É preciso ter muito cuidado para comparar Messi a Pelé
   15 de janeiro de 2016   │     0:04  │  0

Há poucos anos atrás, se você falasse que algum jogador da atualidade era ao menos tão bom quanto um dia foi Pelé, seria execrado. Afirmar que alguém era melhor? Caso para internação! E muito provavelmente com justiça, afinal de contas o Rei do Futebol era incontestável. Após pendurar as chuteiras, em amistoso entre Cosmos e Santos, vários craques chegaram a ser comparados com o Atleta do Século em determinado momento de suas carreiras.

Na década de 1980 aconteceu com Zico e Maradona. Alguns anos depois, mais precisamente em 2006, a queda de rendimento de Ronaldinho Gaúcho iniciou quando começaram a compará-lo ao eterno camisa 10 da Vila Belmiro. A posição de Pelé seguia inabalável em seu trono, para a felicidade de Edson Arantes do Nascimento. Mas a incrível ascensão de Lionel Messi mudou o tom da discussão.

Gols, recordes, assistências, dribles, vitórias e títulos – muitos títulos. As exibições espetaculares Europa afora renderam a Messi quatro Bolas de Ouro consecutivas, e se antes Maradona era inabalável na posição de maior jogador argentino da história, a discussão passou a ser separada: Dieguito manteve sua posição no topo como o nº 1 da Seleção Argentina, e o mais amado de seu país.
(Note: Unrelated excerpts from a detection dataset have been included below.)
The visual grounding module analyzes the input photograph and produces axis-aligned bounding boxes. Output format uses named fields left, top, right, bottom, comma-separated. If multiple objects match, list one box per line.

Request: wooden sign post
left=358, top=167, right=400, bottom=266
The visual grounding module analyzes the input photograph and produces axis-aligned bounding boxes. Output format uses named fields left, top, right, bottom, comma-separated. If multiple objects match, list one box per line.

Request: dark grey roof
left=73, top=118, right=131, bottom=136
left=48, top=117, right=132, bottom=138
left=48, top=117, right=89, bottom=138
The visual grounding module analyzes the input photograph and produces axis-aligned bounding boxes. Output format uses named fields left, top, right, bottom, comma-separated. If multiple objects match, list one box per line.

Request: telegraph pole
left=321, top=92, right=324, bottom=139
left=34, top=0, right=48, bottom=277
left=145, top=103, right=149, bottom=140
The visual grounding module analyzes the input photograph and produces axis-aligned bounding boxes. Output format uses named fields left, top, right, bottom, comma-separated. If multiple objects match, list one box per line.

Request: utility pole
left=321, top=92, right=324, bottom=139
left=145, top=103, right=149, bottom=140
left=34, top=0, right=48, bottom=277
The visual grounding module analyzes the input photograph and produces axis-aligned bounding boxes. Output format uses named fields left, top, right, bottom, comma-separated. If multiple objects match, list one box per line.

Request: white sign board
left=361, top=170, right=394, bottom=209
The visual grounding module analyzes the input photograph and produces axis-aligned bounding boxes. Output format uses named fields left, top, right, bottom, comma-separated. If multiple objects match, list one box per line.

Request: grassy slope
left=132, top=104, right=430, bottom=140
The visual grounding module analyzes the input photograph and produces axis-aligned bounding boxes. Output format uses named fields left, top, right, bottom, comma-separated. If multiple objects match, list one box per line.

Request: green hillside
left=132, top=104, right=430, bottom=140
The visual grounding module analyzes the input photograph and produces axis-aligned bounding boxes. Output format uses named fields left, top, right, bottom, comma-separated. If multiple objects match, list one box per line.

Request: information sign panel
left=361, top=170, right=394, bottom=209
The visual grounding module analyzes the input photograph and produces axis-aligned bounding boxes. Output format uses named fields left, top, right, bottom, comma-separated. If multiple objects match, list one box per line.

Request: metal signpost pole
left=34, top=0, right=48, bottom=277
Tecnicamente, a discussão já rumava para outro lado. Quem diria!

Após críticas pelo seu desempenho vestindo a camisa da Albiceleste, Messi voltou a colocar em dúvida a sua posição como terráqueo: na última temporada, com ajuda de Neymar, Suárez e Iniesta, foi decisivo e surpreendeu os que achavam ser impossível manter uma regularidade tão alta. Os títulos de Copa do Rei, La Liga e Champions League já anunciavam que a quinta Bola de Ouro estava a caminho.

E ela veio na última segunda-feira. Se na imprensa europeia já o tratavam como ‘melhor da história’, no Brasil a discussão também mudou de tom. Pela primeira vez, a posição de Pelé está realmente em risco. Mas na hora de comparar é preciso cuidado, afinal de contas o papel exercido pelo tricampeão mundial ultrapassa a barreira dos gramados.

Desde o jogo que o apresentou ao mundo, na Copa de 1958, contra a União Soviética, até o dia em que pendurou as chuteiras, em 1977, no Giants Stadium de Nova York, Pelé ultrapassou barreiras inéditas até então. Esqueça por um breve momento as comparações em títulos e gols marcados: quando Pelé jogava, o mundo era outro – muito maior, com poucas imagens em relação a hoje. O Brasil era um desconhecido e curioso canto situado na América do Sul.

Foi graças a Pelé (e a outros grandes craques, é verdade, mas o mineiro de Três Corações era a grande estrela) que o Brasil passou a ser mais reconhecido. Em um tempo sem internet, YouTube, Facebook e Twitter, Edson Arantes do Nascimento já era a personalidade globalmente mais conhecida. Um brasileiro, quem diria!

O talento de Pelé fez com que grupos rivais interrompessem uma guerra na África só para vê-lo jogar; fez com que um juiz fosse ‘expulso’ na Colômbia por ter lhe mostrado um cartão vermelho que enfureceu o público no estádio El Campín, em Bogotá; popularizou o ‘soccer’ nos Estados Unidos e fez com que duas das maiores empresas de material esportivo do mundo fizessem um pacto (posteriormente quebrado) para não o contratar – afinal de contas, a sua simples imagem acabaria com todo o equilíbrio.

Com a bola nos pés, Lionel Messi pode sim um dia superar Pelé. Entretanto, não vai conseguir igualar o poder de representatividade conquistado pelo Rei, especialmente se levarmos em conta o mundo de ontem em relação ao de hoje.